The Ecology and Evolution of Japanese Encephalitis Virus

Pathogens 2021, 10(12), 1534; https://doi.org/10.3390/pathogens10121534
by Peter Mulvey 1, Veasna Duong 2, Sebastien Boyer 2, Graham Burgess 3, David T. Williams 4, Philippe Dussart 2,† and Paul F. Horwood 1,3,*
Reviewer 1:
Reviewer 2: Anonymous
Pathogens 2021, 10(12), 1534; https://doi.org/10.3390/pathogens10121534
Submission received: 29 October 2021 / Revised: 16 November 2021 / Accepted: 18 November 2021 / Published: 24 November 2021
(This article belongs to the Special Issue One Health and Transboundary Diseases)

Round 1

Reviewer 1 Report

This review article from Mulvey et al is a comprehensive summary of the evolution and ecology of Japanese encephalitis virus, with additional brief descriptions of its virology and pathology.  As a whole it is well organized and enjoyable to read, and is especially pertinent given the likely alterations to mosquito populations with global climate change.  I only have a few minor comments to be addressed:

1) The manuscript could use 1-2 more figures in addition to the provided map.  Possibilities include a figure summarizing the spread of JEV among its various hosts and a figure summarizing the impacts of  climate change on JEV spread.

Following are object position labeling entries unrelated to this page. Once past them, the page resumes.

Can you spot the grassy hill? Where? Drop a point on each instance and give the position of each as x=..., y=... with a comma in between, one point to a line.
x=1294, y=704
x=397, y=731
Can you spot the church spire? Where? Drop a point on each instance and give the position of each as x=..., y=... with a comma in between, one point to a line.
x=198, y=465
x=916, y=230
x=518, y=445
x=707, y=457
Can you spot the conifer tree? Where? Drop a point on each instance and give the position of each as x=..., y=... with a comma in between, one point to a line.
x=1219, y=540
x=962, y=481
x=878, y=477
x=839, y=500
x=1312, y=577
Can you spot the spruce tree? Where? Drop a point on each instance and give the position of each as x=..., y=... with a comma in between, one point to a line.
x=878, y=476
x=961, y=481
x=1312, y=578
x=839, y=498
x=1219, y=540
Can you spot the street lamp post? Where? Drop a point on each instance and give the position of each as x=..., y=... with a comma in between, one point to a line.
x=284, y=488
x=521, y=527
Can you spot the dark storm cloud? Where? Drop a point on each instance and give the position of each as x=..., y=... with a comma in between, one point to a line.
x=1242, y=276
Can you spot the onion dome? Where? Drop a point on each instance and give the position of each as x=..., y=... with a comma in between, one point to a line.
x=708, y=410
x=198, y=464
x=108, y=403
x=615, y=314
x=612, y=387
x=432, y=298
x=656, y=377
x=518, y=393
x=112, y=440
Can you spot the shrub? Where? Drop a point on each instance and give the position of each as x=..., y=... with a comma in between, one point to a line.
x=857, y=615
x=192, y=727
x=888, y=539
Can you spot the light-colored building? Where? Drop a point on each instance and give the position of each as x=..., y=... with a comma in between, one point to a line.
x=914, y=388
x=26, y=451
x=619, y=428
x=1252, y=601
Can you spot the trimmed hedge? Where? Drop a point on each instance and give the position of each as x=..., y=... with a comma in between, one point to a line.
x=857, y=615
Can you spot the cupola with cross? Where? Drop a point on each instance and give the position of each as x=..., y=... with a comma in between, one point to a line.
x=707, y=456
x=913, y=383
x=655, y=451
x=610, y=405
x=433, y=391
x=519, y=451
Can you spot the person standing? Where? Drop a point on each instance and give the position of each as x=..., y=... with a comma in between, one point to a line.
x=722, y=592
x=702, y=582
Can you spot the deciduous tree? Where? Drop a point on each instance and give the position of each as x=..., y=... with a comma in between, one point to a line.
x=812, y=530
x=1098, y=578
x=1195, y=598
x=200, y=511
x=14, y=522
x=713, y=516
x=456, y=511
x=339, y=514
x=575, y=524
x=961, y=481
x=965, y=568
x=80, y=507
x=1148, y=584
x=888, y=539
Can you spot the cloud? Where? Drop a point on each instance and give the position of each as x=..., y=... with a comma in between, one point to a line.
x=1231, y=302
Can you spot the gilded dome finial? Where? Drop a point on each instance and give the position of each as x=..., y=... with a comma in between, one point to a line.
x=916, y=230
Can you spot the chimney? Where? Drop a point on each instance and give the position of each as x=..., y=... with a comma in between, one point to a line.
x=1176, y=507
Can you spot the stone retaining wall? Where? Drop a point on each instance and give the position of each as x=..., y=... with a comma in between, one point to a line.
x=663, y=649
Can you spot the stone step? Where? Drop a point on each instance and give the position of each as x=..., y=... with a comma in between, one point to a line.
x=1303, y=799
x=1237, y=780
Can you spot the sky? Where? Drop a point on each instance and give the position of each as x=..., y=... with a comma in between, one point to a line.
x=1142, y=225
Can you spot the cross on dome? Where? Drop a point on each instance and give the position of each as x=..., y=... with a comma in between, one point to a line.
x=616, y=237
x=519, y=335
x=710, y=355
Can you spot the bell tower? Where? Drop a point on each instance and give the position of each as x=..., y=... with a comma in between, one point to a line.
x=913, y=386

2) On page 3 line 104, the authors should specify what AME stands for.

3) On  page 4 line 137, the authors should specify the means by which GIII was predicted to have a greater selective advantage- computationally, experimentally, etc.  The authors could also indicate whether there's any clear trends for substitutions that are under positive selection.

4) On page 6 line 272, the authors should specify whether long term JEV persistence in pig tonsils was identified with infectious virions or with viral RNA.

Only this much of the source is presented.